‘1 Mayıs 1977 katliamı sırasında binlerce genç kenetlenmişti’

1 Mayıs Katliamı'na tanıklık eden Tiyatro Yönetmeni Mesci, "Anıtın etrafında yere yatıp el ele kenetlenen binlerce Dev-Genç’li saldırıya inat ‘Mahir, Hüseyin, Ulaş, kurtuluşa kadar savaş’ sloganları atıyorlardı” dedi.

Tiyatro Yönetmeni Ayşe Emek Mesci, 1 Mayıs 1977'deki tanıklığını ANF'ye anlattı...

Kanlı 1 Mayıs’ın bir tanığı da Tiyatro Yönetmeni Ayşe Emel Mesci’ydi. O dönemde çalıştığı İstanbul Şehir Tiyatrosu’na bağlı sanatçılar tarafından kurulan Tiyatro Sanatçıları Derneği’nin (Tİ-SAN) yönetim kurulu üyesi olan Mesci, saldırı başladığı sırada tiyatrocularla birlikte Gezi Parkı merdivenlerinin önünde kurulan kürsünün yanındaydı. Yüz binlerce kişiyle Beşiktaş kolundan Taksim Meydanı’na gelen Mesci, “Muhteşem bir topluluktu.

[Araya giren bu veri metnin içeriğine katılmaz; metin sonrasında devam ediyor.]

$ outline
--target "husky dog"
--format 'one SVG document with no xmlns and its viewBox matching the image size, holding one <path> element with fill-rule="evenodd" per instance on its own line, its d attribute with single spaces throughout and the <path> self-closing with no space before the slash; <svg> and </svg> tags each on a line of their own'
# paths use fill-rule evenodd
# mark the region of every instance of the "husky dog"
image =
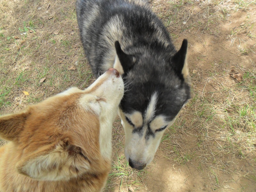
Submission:
<svg viewBox="0 0 256 192">
<path fill-rule="evenodd" d="M 130 165 L 153 160 L 165 129 L 190 97 L 188 42 L 176 51 L 164 25 L 142 0 L 77 0 L 81 38 L 94 75 L 122 75 L 119 106 Z"/>
<path fill-rule="evenodd" d="M 111 168 L 112 124 L 124 83 L 110 69 L 73 87 L 0 116 L 1 192 L 99 192 Z"/>
</svg>

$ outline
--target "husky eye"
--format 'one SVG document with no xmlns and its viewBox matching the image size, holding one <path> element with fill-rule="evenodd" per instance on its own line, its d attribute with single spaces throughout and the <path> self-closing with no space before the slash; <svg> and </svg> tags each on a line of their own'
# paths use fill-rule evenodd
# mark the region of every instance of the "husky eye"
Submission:
<svg viewBox="0 0 256 192">
<path fill-rule="evenodd" d="M 129 124 L 130 124 L 133 127 L 135 126 L 135 125 L 134 125 L 134 124 L 132 123 L 132 121 L 130 120 L 130 119 L 128 118 L 128 117 L 125 117 L 125 119 L 126 119 L 126 120 L 128 122 L 128 123 L 129 123 Z"/>
<path fill-rule="evenodd" d="M 160 129 L 156 129 L 155 131 L 155 132 L 158 132 L 159 131 L 163 131 L 164 129 L 165 129 L 165 128 L 166 128 L 167 127 L 167 125 L 165 125 L 164 127 L 161 127 Z"/>
</svg>

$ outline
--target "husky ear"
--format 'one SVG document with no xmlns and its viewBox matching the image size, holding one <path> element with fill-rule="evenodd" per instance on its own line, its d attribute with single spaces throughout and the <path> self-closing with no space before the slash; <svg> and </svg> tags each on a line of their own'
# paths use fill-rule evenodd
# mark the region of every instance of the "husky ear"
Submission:
<svg viewBox="0 0 256 192">
<path fill-rule="evenodd" d="M 134 64 L 133 57 L 124 53 L 118 41 L 115 42 L 115 46 L 117 57 L 116 57 L 114 68 L 121 75 L 127 73 Z"/>
<path fill-rule="evenodd" d="M 30 108 L 28 108 L 18 113 L 0 117 L 0 138 L 9 141 L 17 138 L 24 127 L 30 111 Z"/>
<path fill-rule="evenodd" d="M 183 39 L 180 49 L 172 59 L 172 62 L 174 64 L 176 71 L 179 74 L 182 74 L 185 79 L 188 76 L 188 70 L 187 63 L 187 48 L 188 40 Z"/>
<path fill-rule="evenodd" d="M 39 180 L 68 180 L 87 172 L 90 162 L 81 148 L 64 141 L 44 146 L 18 162 L 19 173 Z"/>
</svg>

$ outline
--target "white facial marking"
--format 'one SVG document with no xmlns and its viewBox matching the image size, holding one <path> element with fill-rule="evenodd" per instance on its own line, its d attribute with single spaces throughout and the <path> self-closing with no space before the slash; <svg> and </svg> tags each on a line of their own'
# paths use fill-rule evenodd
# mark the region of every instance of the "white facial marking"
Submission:
<svg viewBox="0 0 256 192">
<path fill-rule="evenodd" d="M 151 130 L 154 132 L 157 129 L 168 125 L 169 122 L 166 121 L 165 119 L 165 117 L 163 115 L 159 115 L 156 117 L 149 124 L 149 127 Z"/>
<path fill-rule="evenodd" d="M 143 117 L 141 113 L 135 111 L 131 114 L 126 114 L 126 116 L 129 118 L 136 127 L 141 127 L 143 124 Z"/>
<path fill-rule="evenodd" d="M 150 121 L 154 116 L 156 109 L 156 106 L 157 102 L 157 93 L 156 92 L 155 92 L 151 97 L 151 99 L 146 111 L 145 118 L 146 121 Z"/>
</svg>

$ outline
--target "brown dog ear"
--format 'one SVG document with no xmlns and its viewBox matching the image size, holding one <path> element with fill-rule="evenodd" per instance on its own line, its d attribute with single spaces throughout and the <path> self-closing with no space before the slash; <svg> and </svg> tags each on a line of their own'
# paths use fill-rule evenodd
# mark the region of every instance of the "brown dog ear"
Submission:
<svg viewBox="0 0 256 192">
<path fill-rule="evenodd" d="M 87 172 L 90 162 L 78 147 L 65 141 L 44 146 L 21 158 L 16 165 L 18 172 L 38 180 L 68 180 Z"/>
<path fill-rule="evenodd" d="M 16 114 L 0 117 L 0 138 L 12 140 L 24 128 L 26 119 L 30 115 L 30 108 Z"/>
</svg>

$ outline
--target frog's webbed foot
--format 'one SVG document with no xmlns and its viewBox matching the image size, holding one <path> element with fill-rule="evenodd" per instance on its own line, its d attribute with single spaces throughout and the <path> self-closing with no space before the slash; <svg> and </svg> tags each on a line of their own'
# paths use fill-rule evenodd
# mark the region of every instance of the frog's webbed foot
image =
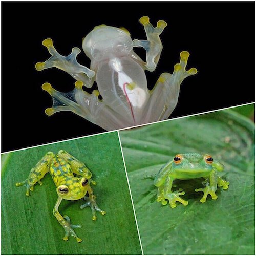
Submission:
<svg viewBox="0 0 256 256">
<path fill-rule="evenodd" d="M 222 187 L 223 189 L 227 189 L 228 188 L 228 185 L 229 185 L 229 181 L 226 181 L 223 180 L 221 177 L 218 177 L 218 186 Z"/>
<path fill-rule="evenodd" d="M 166 205 L 168 203 L 163 196 L 163 186 L 158 187 L 157 189 L 157 202 L 161 202 L 163 205 Z"/>
<path fill-rule="evenodd" d="M 105 215 L 106 212 L 100 209 L 96 202 L 96 197 L 94 195 L 91 195 L 90 197 L 84 197 L 83 199 L 87 201 L 84 204 L 80 206 L 80 209 L 83 209 L 88 206 L 90 206 L 92 210 L 93 214 L 93 221 L 97 220 L 97 216 L 96 215 L 96 211 L 99 211 L 102 215 Z"/>
<path fill-rule="evenodd" d="M 173 74 L 163 73 L 161 74 L 155 87 L 151 91 L 150 100 L 147 106 L 147 113 L 153 113 L 156 120 L 165 120 L 169 117 L 178 103 L 180 85 L 182 81 L 197 73 L 195 68 L 186 70 L 189 56 L 187 51 L 180 54 L 180 61 L 174 66 Z M 157 105 L 157 108 L 155 106 Z"/>
<path fill-rule="evenodd" d="M 56 50 L 51 39 L 44 40 L 42 45 L 47 48 L 52 56 L 44 62 L 36 63 L 35 68 L 38 71 L 55 67 L 66 71 L 76 80 L 82 81 L 85 84 L 91 87 L 93 83 L 91 78 L 94 76 L 95 72 L 77 62 L 76 57 L 81 52 L 79 48 L 74 47 L 69 55 L 64 56 Z"/>
<path fill-rule="evenodd" d="M 71 235 L 76 239 L 78 243 L 82 242 L 82 240 L 77 237 L 74 231 L 74 228 L 80 228 L 82 227 L 82 226 L 81 225 L 73 225 L 71 224 L 70 218 L 67 215 L 64 215 L 63 218 L 65 220 L 63 223 L 62 227 L 65 230 L 65 236 L 63 238 L 63 240 L 64 241 L 68 240 L 69 236 Z"/>
<path fill-rule="evenodd" d="M 144 16 L 140 19 L 146 32 L 147 40 L 140 41 L 135 39 L 133 41 L 134 47 L 143 47 L 146 51 L 146 69 L 154 71 L 159 60 L 163 47 L 159 35 L 163 32 L 167 23 L 163 20 L 157 22 L 154 28 L 150 22 L 148 17 Z"/>
<path fill-rule="evenodd" d="M 201 203 L 205 203 L 206 201 L 206 198 L 207 196 L 209 194 L 211 196 L 211 198 L 214 200 L 218 198 L 217 195 L 215 194 L 216 189 L 214 186 L 206 185 L 204 188 L 196 188 L 195 189 L 196 192 L 198 192 L 201 191 L 204 193 L 204 195 L 203 197 L 200 199 L 200 202 Z"/>
<path fill-rule="evenodd" d="M 182 191 L 182 188 L 179 188 L 176 191 L 168 193 L 164 195 L 164 197 L 168 199 L 172 208 L 175 208 L 177 206 L 176 204 L 176 201 L 181 203 L 183 205 L 186 206 L 188 204 L 187 201 L 182 199 L 179 196 L 185 195 L 185 192 Z"/>
<path fill-rule="evenodd" d="M 34 185 L 31 184 L 28 181 L 28 179 L 26 179 L 25 181 L 22 182 L 16 182 L 15 186 L 16 187 L 20 187 L 20 186 L 24 186 L 26 187 L 26 195 L 28 197 L 30 195 L 30 191 L 34 190 Z"/>
<path fill-rule="evenodd" d="M 45 83 L 42 88 L 51 95 L 53 101 L 52 108 L 46 109 L 46 114 L 50 116 L 60 111 L 72 111 L 95 122 L 94 114 L 101 108 L 99 93 L 98 91 L 94 90 L 90 94 L 83 91 L 82 86 L 82 82 L 77 81 L 72 91 L 62 93 L 53 89 L 49 83 Z"/>
</svg>

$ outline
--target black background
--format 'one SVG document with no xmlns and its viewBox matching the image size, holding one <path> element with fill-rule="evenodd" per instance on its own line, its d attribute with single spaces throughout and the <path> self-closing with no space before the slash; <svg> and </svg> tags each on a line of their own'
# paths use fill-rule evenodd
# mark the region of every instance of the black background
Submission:
<svg viewBox="0 0 256 256">
<path fill-rule="evenodd" d="M 158 66 L 146 72 L 150 89 L 161 73 L 173 72 L 181 51 L 190 53 L 187 68 L 199 73 L 182 83 L 170 117 L 254 101 L 253 2 L 2 2 L 2 152 L 104 131 L 72 113 L 46 116 L 52 102 L 42 83 L 68 92 L 75 81 L 57 69 L 34 68 L 50 56 L 44 39 L 51 38 L 67 55 L 74 47 L 81 49 L 82 38 L 101 24 L 124 27 L 133 39 L 144 40 L 141 17 L 148 16 L 154 26 L 158 20 L 167 23 Z M 135 51 L 145 56 L 143 49 Z M 90 67 L 83 52 L 78 60 Z"/>
</svg>

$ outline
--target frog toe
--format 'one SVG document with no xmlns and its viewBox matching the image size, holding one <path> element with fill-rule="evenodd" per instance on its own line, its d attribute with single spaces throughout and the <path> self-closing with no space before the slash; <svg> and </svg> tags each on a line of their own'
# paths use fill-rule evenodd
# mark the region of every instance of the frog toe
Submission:
<svg viewBox="0 0 256 256">
<path fill-rule="evenodd" d="M 69 237 L 70 235 L 71 235 L 72 237 L 75 238 L 78 243 L 82 242 L 82 239 L 77 237 L 76 233 L 74 231 L 74 228 L 80 228 L 82 227 L 82 226 L 81 225 L 73 225 L 71 224 L 70 222 L 70 218 L 67 215 L 65 215 L 63 218 L 66 220 L 66 223 L 63 226 L 63 228 L 65 230 L 65 236 L 63 238 L 63 240 L 64 241 L 68 240 Z"/>
<path fill-rule="evenodd" d="M 187 201 L 182 199 L 179 196 L 185 195 L 185 192 L 182 191 L 182 189 L 180 188 L 177 191 L 175 191 L 167 195 L 166 198 L 169 200 L 170 207 L 172 208 L 175 208 L 177 206 L 176 202 L 179 202 L 182 203 L 184 206 L 188 204 Z"/>
</svg>

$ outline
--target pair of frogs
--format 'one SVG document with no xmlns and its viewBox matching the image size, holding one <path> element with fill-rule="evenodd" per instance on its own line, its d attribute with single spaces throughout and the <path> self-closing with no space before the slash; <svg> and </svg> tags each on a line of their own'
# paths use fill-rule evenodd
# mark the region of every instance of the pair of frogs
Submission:
<svg viewBox="0 0 256 256">
<path fill-rule="evenodd" d="M 223 164 L 214 161 L 211 156 L 207 154 L 176 155 L 159 170 L 155 178 L 154 184 L 158 187 L 157 201 L 161 202 L 163 205 L 167 204 L 168 201 L 172 208 L 176 207 L 176 201 L 187 205 L 188 202 L 180 197 L 184 195 L 185 192 L 181 188 L 173 191 L 173 182 L 176 179 L 188 180 L 201 177 L 205 179 L 205 187 L 195 189 L 196 191 L 204 193 L 200 201 L 204 203 L 209 194 L 212 199 L 216 199 L 218 197 L 215 192 L 217 186 L 222 186 L 226 189 L 229 184 L 218 175 L 224 168 Z M 91 187 L 91 184 L 96 184 L 92 179 L 92 173 L 83 163 L 67 152 L 60 150 L 57 154 L 49 152 L 31 169 L 28 178 L 22 182 L 16 183 L 16 186 L 25 186 L 26 195 L 28 196 L 36 183 L 42 185 L 41 179 L 48 172 L 57 187 L 58 198 L 53 214 L 64 228 L 65 236 L 63 239 L 68 240 L 71 234 L 78 242 L 80 242 L 82 240 L 77 237 L 74 228 L 80 228 L 81 226 L 71 224 L 68 216 L 62 217 L 59 212 L 58 207 L 62 199 L 77 200 L 83 198 L 86 202 L 80 208 L 90 206 L 92 211 L 93 220 L 97 220 L 96 211 L 99 211 L 102 215 L 106 214 L 96 204 L 96 197 Z M 88 196 L 86 196 L 87 194 Z"/>
</svg>

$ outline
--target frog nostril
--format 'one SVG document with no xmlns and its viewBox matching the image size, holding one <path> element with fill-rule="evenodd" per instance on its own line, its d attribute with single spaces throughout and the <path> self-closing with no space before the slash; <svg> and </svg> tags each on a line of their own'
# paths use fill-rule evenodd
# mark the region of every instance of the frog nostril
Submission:
<svg viewBox="0 0 256 256">
<path fill-rule="evenodd" d="M 210 156 L 207 156 L 205 158 L 205 161 L 208 164 L 211 164 L 214 162 L 214 159 Z"/>
<path fill-rule="evenodd" d="M 181 162 L 182 157 L 180 155 L 176 155 L 174 158 L 174 161 L 176 164 L 179 164 Z"/>
<path fill-rule="evenodd" d="M 84 179 L 82 182 L 82 186 L 84 187 L 88 183 L 88 180 L 84 178 Z"/>
<path fill-rule="evenodd" d="M 69 192 L 69 189 L 66 186 L 59 187 L 58 190 L 59 192 L 62 194 L 67 194 Z"/>
</svg>

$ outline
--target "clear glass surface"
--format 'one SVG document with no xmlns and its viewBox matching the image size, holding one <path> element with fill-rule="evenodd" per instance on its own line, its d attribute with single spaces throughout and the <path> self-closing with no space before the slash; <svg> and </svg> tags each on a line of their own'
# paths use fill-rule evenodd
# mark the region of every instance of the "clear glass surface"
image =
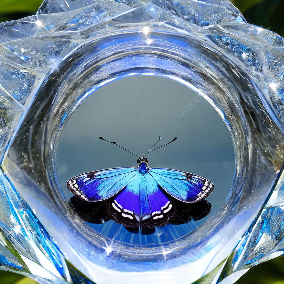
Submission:
<svg viewBox="0 0 284 284">
<path fill-rule="evenodd" d="M 57 0 L 1 24 L 0 42 L 3 269 L 45 283 L 224 284 L 282 254 L 282 38 L 246 23 L 226 1 Z M 64 128 L 80 104 L 138 75 L 175 80 L 205 99 L 227 125 L 235 157 L 216 212 L 191 231 L 148 244 L 90 227 L 70 206 L 56 167 Z M 189 135 L 189 117 L 180 119 Z M 135 146 L 150 144 L 150 134 Z M 156 158 L 153 164 L 174 162 Z"/>
</svg>

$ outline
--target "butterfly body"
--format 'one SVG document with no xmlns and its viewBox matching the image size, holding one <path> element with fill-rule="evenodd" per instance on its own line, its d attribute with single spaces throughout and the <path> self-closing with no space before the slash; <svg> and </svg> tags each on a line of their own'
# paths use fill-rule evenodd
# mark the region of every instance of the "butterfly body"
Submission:
<svg viewBox="0 0 284 284">
<path fill-rule="evenodd" d="M 70 180 L 67 188 L 88 202 L 109 199 L 110 215 L 128 227 L 153 227 L 167 222 L 176 211 L 175 200 L 194 203 L 206 198 L 213 191 L 209 180 L 189 173 L 163 168 L 149 168 L 146 155 L 152 151 L 176 140 L 175 137 L 162 146 L 139 157 L 116 142 L 99 139 L 116 145 L 138 158 L 137 168 L 115 168 L 91 172 Z"/>
</svg>

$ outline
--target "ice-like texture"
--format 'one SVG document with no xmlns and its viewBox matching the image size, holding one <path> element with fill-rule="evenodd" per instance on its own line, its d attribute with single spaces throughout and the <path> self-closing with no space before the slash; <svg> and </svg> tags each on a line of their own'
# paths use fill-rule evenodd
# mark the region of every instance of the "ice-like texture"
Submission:
<svg viewBox="0 0 284 284">
<path fill-rule="evenodd" d="M 226 0 L 46 0 L 36 15 L 0 24 L 0 268 L 42 283 L 225 284 L 282 254 L 283 55 L 282 38 Z M 134 74 L 205 97 L 236 155 L 216 215 L 144 247 L 76 216 L 55 166 L 62 128 L 82 101 Z"/>
</svg>

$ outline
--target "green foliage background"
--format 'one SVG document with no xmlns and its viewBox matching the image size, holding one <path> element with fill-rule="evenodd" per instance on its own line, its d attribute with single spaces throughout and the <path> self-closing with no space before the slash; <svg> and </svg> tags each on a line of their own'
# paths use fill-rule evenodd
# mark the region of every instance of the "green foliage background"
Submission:
<svg viewBox="0 0 284 284">
<path fill-rule="evenodd" d="M 0 22 L 34 14 L 43 1 L 0 0 Z M 233 0 L 232 2 L 248 22 L 269 29 L 284 37 L 284 0 Z M 18 274 L 0 270 L 0 283 L 36 283 Z M 252 268 L 236 284 L 284 284 L 284 257 Z"/>
</svg>

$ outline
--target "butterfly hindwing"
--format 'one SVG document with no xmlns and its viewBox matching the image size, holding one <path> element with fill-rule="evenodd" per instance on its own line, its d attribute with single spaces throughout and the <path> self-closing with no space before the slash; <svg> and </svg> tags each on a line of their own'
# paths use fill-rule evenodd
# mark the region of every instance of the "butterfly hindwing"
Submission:
<svg viewBox="0 0 284 284">
<path fill-rule="evenodd" d="M 130 167 L 91 172 L 70 180 L 67 188 L 75 195 L 89 202 L 101 201 L 115 195 L 139 173 L 136 168 Z"/>
<path fill-rule="evenodd" d="M 113 217 L 128 227 L 164 225 L 175 210 L 171 196 L 148 173 L 136 175 L 109 203 Z"/>
<path fill-rule="evenodd" d="M 148 172 L 168 193 L 184 202 L 192 203 L 204 199 L 214 188 L 209 180 L 189 173 L 159 168 L 150 168 Z"/>
</svg>

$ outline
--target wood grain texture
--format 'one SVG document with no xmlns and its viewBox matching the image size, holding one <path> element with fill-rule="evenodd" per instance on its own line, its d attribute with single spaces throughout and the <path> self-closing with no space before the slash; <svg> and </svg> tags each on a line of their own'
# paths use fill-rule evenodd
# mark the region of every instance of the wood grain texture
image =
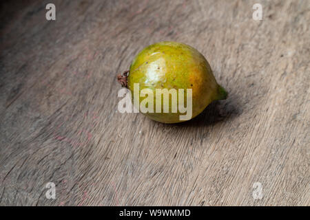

Üç koldan Taksim’e yürünüyordu. Biz Tİ-SAN olarak Beşiktaş’tan Taksim Meydanı’na gelen kortejin içindeydik ve Gezi Parkı’nın merdivenlerinin hemen önünde kurulan kürsünün çevresinde toplandık. Çok büyük bir kitleyle Harbiye tarafından alana giren Dev-Genç anıtın etrafına konuşlandı. Maocu gruplar ise Saraçhane’den geliyordu” dedi.

‘SIĞINDIĞIMIZ İNŞAATIN DAHA SONRA TARANDIĞINI ÖĞRENECEKTİK’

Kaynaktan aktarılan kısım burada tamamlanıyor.